Special Issue "Establishment and Characterization of Novel Patient-Derived Cancer Cell Line"

A special issue of Journal of Personalized Medicine (ISSN 2075-4426). This special issue belongs to the section "Clinical Medicine, Cell, and Organism Physiology".

Deadline for manuscript submissions: 31 March 2022.

Special Issue Editors

Dr. Yuki Yoshimatsu
E-Mail Website
Guest Editor
Division of Rare Cancer Research, National Cancer Center Research Institute, 5-1-1 Tsukiji, Chuo-ku, Tokyo 104-0045, Japan
Interests: paient-derived cancer model; rare cancer research; sarcoma; expanded indication; biobank; viral carcinogenesis; transcriptomics; exosome/miRNA; tissue culture; primary culture
Dr. Tadashi Kondo
E-Mail Website
Guest Editor
Division of Rare Cancer Research, National Cancer Center Research Institute, 5-1-1 Tsukiji, Chuo-ku, Tokyo 104-0045, Japan
Interests: rare cancer research; sarcoma; biobank; precision medicine; biomarker development; target discovery; patient-derived cancer model; proteogenomics; proteomics; bioinformatics
Special Issues, Collections and Topics in MDPI journals

Special Issue Information

Dear Colleagues,

Patient-derived cancer cell lines have facilitated fundamental progress in cancer biology and revolutionized medicine. They enable functional studies of novel genes and proteins, allow the evaluation of anti-tumor effects of novel anti-cancer agents in a high-throughput manner, and provide insights into molecular mechanisms underlying the malignant behavior of cancer cells. The advent of genomics has identified a large number of intriguing genes, and such cell lines are required to interpret their functional properties and the significance of their aberrant regulation in the clinical tumors. The utility of cell lines has been widely recognized, and they have been deposited in cell banks to be shared with the research community. Although cell lines are important tools in cancer research, several critical issues remain to be addressed to improve their utility and possible applications. For example, according to cell line databases, such as Cellosaurus, only a limited number of cell lines have been established for any given cancer; moreover, for a considerable number of cancers, especially rare cancers, no cell lines have been established. Considering the heterogeneity of tumor tissues and the tissue-independence of gene function, we need to expand the collection of cell lines and share them with the research community.

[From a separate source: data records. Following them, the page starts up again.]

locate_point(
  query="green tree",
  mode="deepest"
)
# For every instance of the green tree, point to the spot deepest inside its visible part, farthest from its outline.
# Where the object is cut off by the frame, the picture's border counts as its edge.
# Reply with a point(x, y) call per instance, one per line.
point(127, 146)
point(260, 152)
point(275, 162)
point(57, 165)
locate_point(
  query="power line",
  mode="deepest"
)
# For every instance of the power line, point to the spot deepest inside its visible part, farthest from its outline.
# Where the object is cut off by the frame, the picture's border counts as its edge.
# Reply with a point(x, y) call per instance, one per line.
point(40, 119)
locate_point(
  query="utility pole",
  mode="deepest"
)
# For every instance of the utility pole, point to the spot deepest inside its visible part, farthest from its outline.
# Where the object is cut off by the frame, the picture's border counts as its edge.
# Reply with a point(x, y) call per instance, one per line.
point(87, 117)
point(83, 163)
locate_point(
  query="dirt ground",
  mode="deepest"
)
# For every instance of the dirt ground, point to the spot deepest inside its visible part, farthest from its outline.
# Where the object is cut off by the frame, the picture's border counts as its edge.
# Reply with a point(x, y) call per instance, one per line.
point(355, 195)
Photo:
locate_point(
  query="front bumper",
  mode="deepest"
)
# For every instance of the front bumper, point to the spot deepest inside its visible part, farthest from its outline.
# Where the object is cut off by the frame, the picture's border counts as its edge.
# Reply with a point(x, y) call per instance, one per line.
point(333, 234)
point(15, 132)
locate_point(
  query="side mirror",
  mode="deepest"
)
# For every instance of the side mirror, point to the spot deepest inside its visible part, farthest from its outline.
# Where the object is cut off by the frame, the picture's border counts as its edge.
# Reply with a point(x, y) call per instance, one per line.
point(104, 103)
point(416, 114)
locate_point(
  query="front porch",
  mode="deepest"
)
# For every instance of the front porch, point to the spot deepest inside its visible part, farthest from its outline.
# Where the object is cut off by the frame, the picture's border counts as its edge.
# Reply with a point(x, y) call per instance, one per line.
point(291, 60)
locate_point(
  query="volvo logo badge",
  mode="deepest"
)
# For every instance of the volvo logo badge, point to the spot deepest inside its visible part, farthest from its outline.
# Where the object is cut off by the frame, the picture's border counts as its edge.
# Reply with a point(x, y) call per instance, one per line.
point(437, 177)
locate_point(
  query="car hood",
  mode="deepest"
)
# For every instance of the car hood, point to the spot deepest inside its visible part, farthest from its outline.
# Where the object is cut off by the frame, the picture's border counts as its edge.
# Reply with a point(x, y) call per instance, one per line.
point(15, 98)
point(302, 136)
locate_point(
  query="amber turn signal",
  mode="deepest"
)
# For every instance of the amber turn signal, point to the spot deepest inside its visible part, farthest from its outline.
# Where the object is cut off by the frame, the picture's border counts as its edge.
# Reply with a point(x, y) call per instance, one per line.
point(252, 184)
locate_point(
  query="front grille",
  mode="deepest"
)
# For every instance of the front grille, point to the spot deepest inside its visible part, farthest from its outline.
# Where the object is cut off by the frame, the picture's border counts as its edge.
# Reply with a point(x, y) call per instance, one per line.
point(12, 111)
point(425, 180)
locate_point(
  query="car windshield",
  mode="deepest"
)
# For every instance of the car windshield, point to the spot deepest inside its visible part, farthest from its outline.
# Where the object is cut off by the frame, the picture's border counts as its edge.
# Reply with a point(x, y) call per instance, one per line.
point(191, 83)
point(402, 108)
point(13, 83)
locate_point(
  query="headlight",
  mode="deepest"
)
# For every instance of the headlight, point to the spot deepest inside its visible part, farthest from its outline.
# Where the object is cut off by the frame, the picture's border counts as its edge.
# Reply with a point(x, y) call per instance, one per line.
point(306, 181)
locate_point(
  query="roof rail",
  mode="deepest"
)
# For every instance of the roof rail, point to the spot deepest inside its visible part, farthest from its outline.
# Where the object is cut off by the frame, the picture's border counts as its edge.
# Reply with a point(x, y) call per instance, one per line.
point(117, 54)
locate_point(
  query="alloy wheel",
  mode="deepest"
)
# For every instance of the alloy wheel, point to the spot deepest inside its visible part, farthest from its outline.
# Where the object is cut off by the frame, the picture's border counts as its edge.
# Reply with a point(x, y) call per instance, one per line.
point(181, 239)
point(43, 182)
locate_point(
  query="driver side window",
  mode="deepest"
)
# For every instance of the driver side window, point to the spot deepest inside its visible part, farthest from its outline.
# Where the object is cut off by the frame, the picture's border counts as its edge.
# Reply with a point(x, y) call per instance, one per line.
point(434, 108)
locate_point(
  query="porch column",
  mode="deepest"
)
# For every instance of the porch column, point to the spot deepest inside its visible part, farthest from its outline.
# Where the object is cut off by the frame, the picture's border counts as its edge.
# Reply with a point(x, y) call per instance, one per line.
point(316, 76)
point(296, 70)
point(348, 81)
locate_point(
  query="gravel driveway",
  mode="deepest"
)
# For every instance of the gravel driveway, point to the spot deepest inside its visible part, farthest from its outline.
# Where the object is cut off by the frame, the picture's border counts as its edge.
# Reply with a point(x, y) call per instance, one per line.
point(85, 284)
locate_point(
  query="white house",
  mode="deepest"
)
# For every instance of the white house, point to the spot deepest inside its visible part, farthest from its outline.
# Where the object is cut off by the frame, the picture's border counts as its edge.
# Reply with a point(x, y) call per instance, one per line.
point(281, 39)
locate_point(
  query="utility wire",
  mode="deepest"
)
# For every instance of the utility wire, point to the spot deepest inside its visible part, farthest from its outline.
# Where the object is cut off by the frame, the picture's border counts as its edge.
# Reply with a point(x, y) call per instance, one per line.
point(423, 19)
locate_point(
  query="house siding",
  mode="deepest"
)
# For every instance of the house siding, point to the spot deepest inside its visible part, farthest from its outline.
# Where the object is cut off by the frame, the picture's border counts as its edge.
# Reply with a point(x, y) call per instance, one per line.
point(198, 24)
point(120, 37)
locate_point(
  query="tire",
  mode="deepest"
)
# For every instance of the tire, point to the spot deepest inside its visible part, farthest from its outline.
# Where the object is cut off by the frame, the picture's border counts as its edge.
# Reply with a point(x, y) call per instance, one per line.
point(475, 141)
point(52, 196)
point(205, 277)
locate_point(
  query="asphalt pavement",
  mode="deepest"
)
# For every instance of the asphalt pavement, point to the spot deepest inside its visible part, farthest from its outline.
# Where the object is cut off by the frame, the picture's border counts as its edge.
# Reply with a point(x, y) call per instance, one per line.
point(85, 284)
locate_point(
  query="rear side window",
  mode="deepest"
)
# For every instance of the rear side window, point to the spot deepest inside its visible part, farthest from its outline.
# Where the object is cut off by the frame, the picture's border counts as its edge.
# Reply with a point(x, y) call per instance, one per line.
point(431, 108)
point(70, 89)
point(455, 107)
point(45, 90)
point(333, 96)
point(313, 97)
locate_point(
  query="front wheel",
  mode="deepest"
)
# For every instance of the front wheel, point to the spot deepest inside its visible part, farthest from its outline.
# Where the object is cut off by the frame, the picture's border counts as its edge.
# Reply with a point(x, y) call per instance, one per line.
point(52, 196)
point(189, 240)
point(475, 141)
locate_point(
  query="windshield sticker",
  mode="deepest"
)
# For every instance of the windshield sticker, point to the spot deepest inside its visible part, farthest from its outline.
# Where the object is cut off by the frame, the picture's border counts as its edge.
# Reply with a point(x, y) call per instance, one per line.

The Special Issue will highlight the establishment and characterization of novel cell lines using clinical materials. Original contributions related to novel cell lines, characterization of novel and existing cell lines, technical notes for cell line establishment and application, and review articles of relevant topics are invited for publication in this Special Issue.

Dr. Yuki Yoshimatsu
Dr. Tadashi Kondo
Guest Editors

Manuscript Submission Information

Manuscripts should be submitted online at www.mdpi.com by registering and logging in to this website. Once you are registered, click here to go to the submission form. Manuscripts can be submitted until the deadline. All papers will be peer-reviewed. Accepted papers will be published continuously in the journal (as soon as accepted) and will be listed together on the special issue website. Research articles, review articles as well as short communications are invited. For planned papers, a title and short abstract (about 100 words) can be sent to the Editorial Office for announcement on this website.

Submitted manuscripts should not have been published previously, nor be under consideration for publication elsewhere (except conference proceedings papers). All manuscripts are thoroughly refereed through a single-blind peer-review process. A guide for authors and other relevant information for submission of manuscripts is available on the Instructions for Authors page. Journal of Personalized Medicine is an international peer-reviewed open access monthly journal published by MDPI.

Please visit the Instructions for Authors page before submitting a manuscript. The Article Processing Charge (APC) for publication in this open access journal is 1800 CHF (Swiss Francs). Submitted papers should be well formatted and use good English. Authors may use MDPI's English editing service prior to publication or during author revisions.

Keywords

  • Patient-derived cancer model
  • Cell line
  • Primary culture
  • Precision medicine
  • Therapeutic target
  • Biomarker

Published Papers (1 paper)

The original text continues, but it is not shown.